Sammy, my friend has been boasting of this place for some
time already. Because he is known to
find anything that he can eat delicious, I did not really have high
expectations about the food. I was more looking
forward to sharing a bike ride with him, a newbie.
Sammy and I arrived there a good 30 minutes before 5pm. As I said there’s not much visual cues to give
you an inkling that the place is a highly recommended food stop. It resembles more an abandoned concrete house
with a small frontage that is lined by concrete tables paired with concrete
benches crudely constructed to look like calesa seats with wheel armrests. Overhead is a tall kamias tree with mature fruits
about to fall on its own; some already did and are squished flat on the ground
by footfalls. To the side of the house
are several mini bamboo huts that look like they are dangerously close to
collapsing on unwary customers.
The house itself was dark and you wouldn’t know that it is
inhabited if not for an old man wearing an oversized shirt and cargo shorts
coming in and out of the very open front door.
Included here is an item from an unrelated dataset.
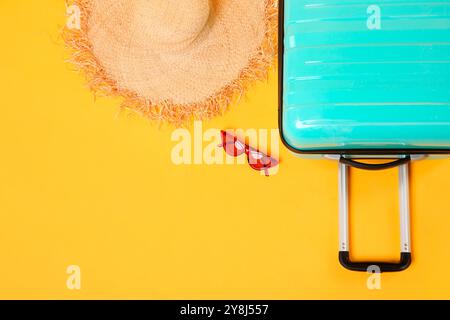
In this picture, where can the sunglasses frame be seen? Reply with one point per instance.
(254, 162)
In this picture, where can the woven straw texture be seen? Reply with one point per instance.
(174, 60)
He was stocking his display counter with one steaming dish after another,
pork adobo swimming in its own fat, fried chicken wings with signs of chili
flakes, rebosado, pakbet, tapa and others.
They all looked and smelled tasty, but we were there for the sisig.
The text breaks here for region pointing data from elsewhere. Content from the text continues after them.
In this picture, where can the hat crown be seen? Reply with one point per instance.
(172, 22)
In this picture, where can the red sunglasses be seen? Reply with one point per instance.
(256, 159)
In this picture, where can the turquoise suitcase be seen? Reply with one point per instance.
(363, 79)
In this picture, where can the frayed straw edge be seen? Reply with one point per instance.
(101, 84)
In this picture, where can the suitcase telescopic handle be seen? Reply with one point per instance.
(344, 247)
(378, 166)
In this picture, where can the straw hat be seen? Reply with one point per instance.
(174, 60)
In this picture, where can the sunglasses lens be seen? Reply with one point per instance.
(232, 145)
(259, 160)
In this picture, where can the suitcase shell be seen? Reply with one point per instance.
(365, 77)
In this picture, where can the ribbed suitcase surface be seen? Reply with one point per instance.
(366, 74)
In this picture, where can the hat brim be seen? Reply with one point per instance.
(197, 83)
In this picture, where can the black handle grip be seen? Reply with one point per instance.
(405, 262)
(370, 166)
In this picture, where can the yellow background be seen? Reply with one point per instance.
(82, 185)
The old man informed us that he was preparing the sisig
last, but he offered us an appetizer, what he called seafood salad, a special
dish that he only serves on Fridays. A plate of salad won’t ruin our appetite if it’s good, and at P40 a serving, wouldn’t
hurt the pocket if it’s bad.
When the old man brought us his salad, I can’t help but
smile because it looked like something that can be served in a much more
expensive restaurant. The plating was
almost exquisite. A generous heap of
lettuce and tomato slices bordered an avocado fruit sliced in half which
contains, aside from its succulent flesh, an assortment of steamed shrimps,
tahong and squid. The salad is
accentuated by a simple mayonnaise/ketchup dressing sprinkled with sesame seeds
and balanced off by freshly squeezed calamansi and a hint of ginger shreds.
The salad did not last long and soon Sammy was spooning remnants
of the dressing and leftover morsels into his mouth as we awaited our main
order. My taste buds’ first encounter
left me with skyrocketing expectations.
By then it was almost 5pm and customers slowly began
trickling in, some by car, others by foot.
It was obvious that this barangay’s watering hole has already built
quite a reputation even to non-locals.
The sisig came, sizzling, hot and aromatic, followed shortly
by two plates, each with four mounds of rice rolled in some orange concoction.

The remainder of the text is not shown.